I'm currently using jQuery, as well as swfObject to dynamically embed the swf movie into my web page.
I currently having a problem on embeding immem's music player into my web page, as their embed code doesn't have any loading screen. So, when I replace the element using swfObject, that area will generally blank. In worst case, it means that user won't know that the embed song is loading.
So, I'm trying to find out the way to bind an event after that flash got loaded. Since my plan would be placing image with huge z-index
on the top and use this trigger to hide the image. I think I've tried to use $('#embed').load(function(){ ... });
, with no luck.
Does somebody have any solution for this? I just wonder if that is possible, since I don't want to get hacking with the flash and try to add 'loader' to the flash file.
Some more note: To make it more clear, I want to embed imeem's music player into my webpage. So, I really don't have any control over the flash file, i.e. I can't create a flash file by myself.
Typically the easiest thing to do is plain ol' <body onload="..."
which would wait for your external resources to finish loading before calling your handler.
However, if you're using swfObject to add an embedded plugin dynamically the browser will fire the onload for the body exclusive of your flash movie (it doesn't know anything about your plugin).
See http://blog.deconcept.com/swfobject/forum/discussion/271/javascript-onload-event-does-not-reflect-page-load-using-swfobject/ for a similar discussion to yours. It's my best guess that you cannot do what you want without modifying the original swf in some fashion.
You could do this from within the flash movie. However then you will need to have control over the movie (which you may not have).
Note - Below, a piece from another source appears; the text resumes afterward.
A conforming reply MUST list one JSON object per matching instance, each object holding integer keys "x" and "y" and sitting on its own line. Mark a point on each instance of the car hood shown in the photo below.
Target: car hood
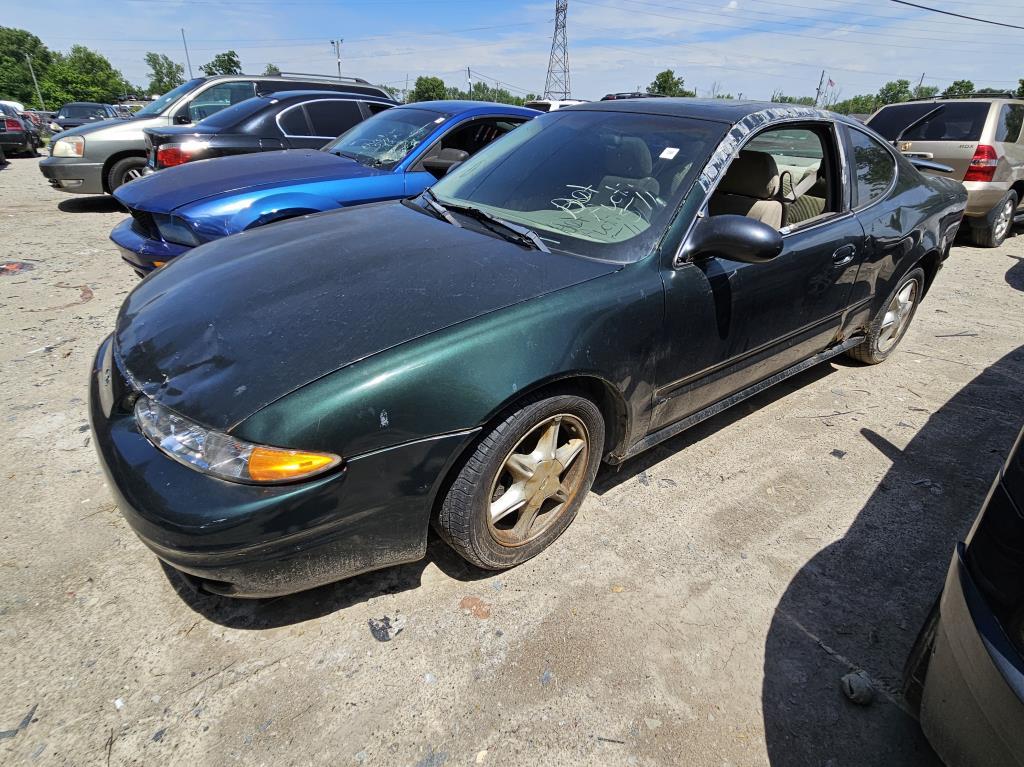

Note, you'll need wmode=transparent if you intend to obscure flash with an image or html things
Problem with the above-mentioned solution of using window.load() is it is not useful if your main swf weights only 1 kb but it actually doesn't display anything (just being a container that gets additional content loaded, which is often the case in flash files.
What i would do is use Actionscript 's ExternalInterface class that allows your flash player to communicate with the javascript functions available in the html file which contains the flash file. You could have your flash file call a javascript function that triggers a function that tells your javascript processing script that the flash is ready.
What is nice with this is that you get the exact level of control you need over what should be loaded in the flash file when the javascript takes over.